Unbranded questions reductive and divisive modes of representation, acknowledging diversity, multiplicity and the complexity of contemporary Indigenous experience.
Based on the premise established by Glenn Iseger-Pilkington in his essay Branded published in Artlink in 2011, Unbranded challenges the idea that ‘an Indigenous brand’ or ‘aesthetic’ can somehow represent the experience of Indigenous artists and Indigenous people across Australia. Despite the incredible diversity of contemporary art being produced across a wide variety of mediums, forms and content and in an diverse range of community and individual contexts, these ideas persist and reflect a lack of engagement with the reality of contemporary culture and the diverse experiences of Indigenous artists.
See link to Branded by Glen Iseger-Pilkington: https://www.artlink.com.au/articles/3595/branded-the-indigenous-aesthetic/
Installation images by Ian Hill, 2019
Autoluminescent
8 July - 24 August 2019
Featured artists
- Brendan Van Hek
- Rebecca Bauman
- Ross Manning
Autoluminescent is an exhibition of works by a small group of highly accomplished Australian contemporary artists who embrace light as medium, with a focus on the nature of visual perception, light-induced sensory experience, colour perception and the interplay between minimalism and monumentalism.
Referring to ‘the luminescence of a substance due to energy originating within itself’, Autoluminescent presents a range of works that explore luminescent materiality, either as light-emitting objects or objects that draw on available ambient light, transforming it through processes of reflection, refraction and absorption.
As a continuous waveform that travels indefinitely until reflected, refracted or absorbed, light has an inherent and unavoidable impact on how we perceive space and measure time, its presence and absence experienced through our bodily relationship to the material world.
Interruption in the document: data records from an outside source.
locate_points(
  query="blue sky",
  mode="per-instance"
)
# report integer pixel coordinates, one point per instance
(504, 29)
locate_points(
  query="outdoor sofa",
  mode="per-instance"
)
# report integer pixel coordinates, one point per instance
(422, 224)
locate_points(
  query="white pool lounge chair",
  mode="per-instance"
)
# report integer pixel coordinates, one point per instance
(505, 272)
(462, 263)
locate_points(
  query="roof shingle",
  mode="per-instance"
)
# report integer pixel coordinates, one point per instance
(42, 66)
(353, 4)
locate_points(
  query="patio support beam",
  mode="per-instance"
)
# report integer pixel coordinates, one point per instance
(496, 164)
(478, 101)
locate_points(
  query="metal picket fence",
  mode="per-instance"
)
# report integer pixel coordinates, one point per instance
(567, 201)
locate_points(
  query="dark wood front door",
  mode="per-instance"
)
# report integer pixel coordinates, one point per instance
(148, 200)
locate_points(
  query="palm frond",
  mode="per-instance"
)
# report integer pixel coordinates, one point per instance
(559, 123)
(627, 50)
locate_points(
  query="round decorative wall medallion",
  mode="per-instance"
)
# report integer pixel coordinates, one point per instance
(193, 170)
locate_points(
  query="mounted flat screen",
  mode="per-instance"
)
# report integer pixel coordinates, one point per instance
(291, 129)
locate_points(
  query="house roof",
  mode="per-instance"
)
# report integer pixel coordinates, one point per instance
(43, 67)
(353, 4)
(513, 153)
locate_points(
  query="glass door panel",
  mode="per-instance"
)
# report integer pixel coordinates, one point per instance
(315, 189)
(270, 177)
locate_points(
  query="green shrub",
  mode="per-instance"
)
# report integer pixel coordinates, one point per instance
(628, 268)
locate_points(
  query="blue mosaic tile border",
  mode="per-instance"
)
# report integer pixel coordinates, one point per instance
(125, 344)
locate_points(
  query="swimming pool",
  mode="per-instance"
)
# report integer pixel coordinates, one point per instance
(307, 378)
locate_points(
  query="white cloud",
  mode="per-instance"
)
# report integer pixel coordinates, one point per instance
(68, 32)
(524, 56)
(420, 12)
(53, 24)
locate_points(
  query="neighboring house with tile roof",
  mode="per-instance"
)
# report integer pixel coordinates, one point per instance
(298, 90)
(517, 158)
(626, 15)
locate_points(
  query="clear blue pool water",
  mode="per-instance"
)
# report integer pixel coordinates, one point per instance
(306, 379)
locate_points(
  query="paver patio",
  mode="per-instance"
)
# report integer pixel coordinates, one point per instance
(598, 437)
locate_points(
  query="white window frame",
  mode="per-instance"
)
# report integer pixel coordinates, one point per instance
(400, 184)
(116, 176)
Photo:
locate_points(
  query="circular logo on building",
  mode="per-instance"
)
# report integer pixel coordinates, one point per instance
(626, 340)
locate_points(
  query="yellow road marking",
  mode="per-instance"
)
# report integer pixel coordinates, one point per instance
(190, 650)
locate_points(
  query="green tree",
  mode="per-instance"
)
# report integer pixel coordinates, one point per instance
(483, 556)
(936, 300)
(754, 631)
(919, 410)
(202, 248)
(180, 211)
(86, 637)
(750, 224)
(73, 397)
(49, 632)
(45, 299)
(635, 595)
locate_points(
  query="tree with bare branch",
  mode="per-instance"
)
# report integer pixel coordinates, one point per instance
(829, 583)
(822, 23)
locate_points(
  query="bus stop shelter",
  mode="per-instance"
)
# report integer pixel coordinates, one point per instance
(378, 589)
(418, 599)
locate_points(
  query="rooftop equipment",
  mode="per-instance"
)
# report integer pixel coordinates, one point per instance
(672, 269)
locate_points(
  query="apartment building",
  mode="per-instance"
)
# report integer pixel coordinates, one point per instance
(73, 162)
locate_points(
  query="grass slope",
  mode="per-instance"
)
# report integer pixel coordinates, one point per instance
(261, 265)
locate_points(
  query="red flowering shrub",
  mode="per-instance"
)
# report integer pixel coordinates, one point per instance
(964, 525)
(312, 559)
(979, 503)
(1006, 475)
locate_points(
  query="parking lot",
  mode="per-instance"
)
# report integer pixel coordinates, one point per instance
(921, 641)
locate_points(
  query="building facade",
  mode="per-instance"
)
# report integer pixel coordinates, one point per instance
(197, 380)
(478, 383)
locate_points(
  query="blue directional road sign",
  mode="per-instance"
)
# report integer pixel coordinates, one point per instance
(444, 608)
Autoluminescent focuses on the more ephemeral and experiential aspects of the medium: perception, transformation, embodied experiences of presence and absence, time and place. Each exhibiting artist harnesses the continuous, transient and transformative nature of light and its ability to shift between minimal and monumental scales.
Installation images by Ian Hill, 2019
Interwoven
9 September - 22 October 2019
Featured artists
- Aunty Marilyne Nicholls
- Aunty Regina Pilawuk Wilson
- Bendigo Emerge Cultural Hub
- Ilka White
A cross-cultural & trans-generational weaving collaboration. Part work-space, part exhibition, Interwoven brings people from diverse worlds together through making. Over the duration of the exhibition a variety of threads will intertwine to create new and unexpected fabrics.
Installation images by Ian Hill, 2019
Senselab: Minor Movements
11 November - 22 December 2019
Featured artists
- Tess Laird
- Andrew Goodman
- Erin Manning
- Brian Massumi
- Chris Cotrell
- Lea Ehret
- Come Ledsert
- Anouk Hoogendoorn
- Alexis Milonopoulis
- Ernesto Filho
- Indira Shanahan
- Renske Maria van Dam
Based in Montreal, the SenseLab is an international network of artists and academics, writers and makers, from a wide diversity of fields, working together at the crossroads of philosophy, art, and activism.
Installation images by Ian Hill, 2019
Release and Clutch
11 November - 22 December 2019
Featured artists
- Janet Bromley
- David Keating
- Judith Warnest
Release and Clutch introduces three artists' simultaneous letting go and refined control through their own unique material approaches to shared gestural, poetic and improvised artistic activity. This exhibition builds connections between seemingly disparate practices to investigate aesthetic and conceptual relationships through a series of buoyant gestural approaches. Architecture and design inform elements of these artist's works as they make moves to guide yet free human experience.
All artists in this exhibition are currently undertaking Masters research in visual arts at Latrobe University.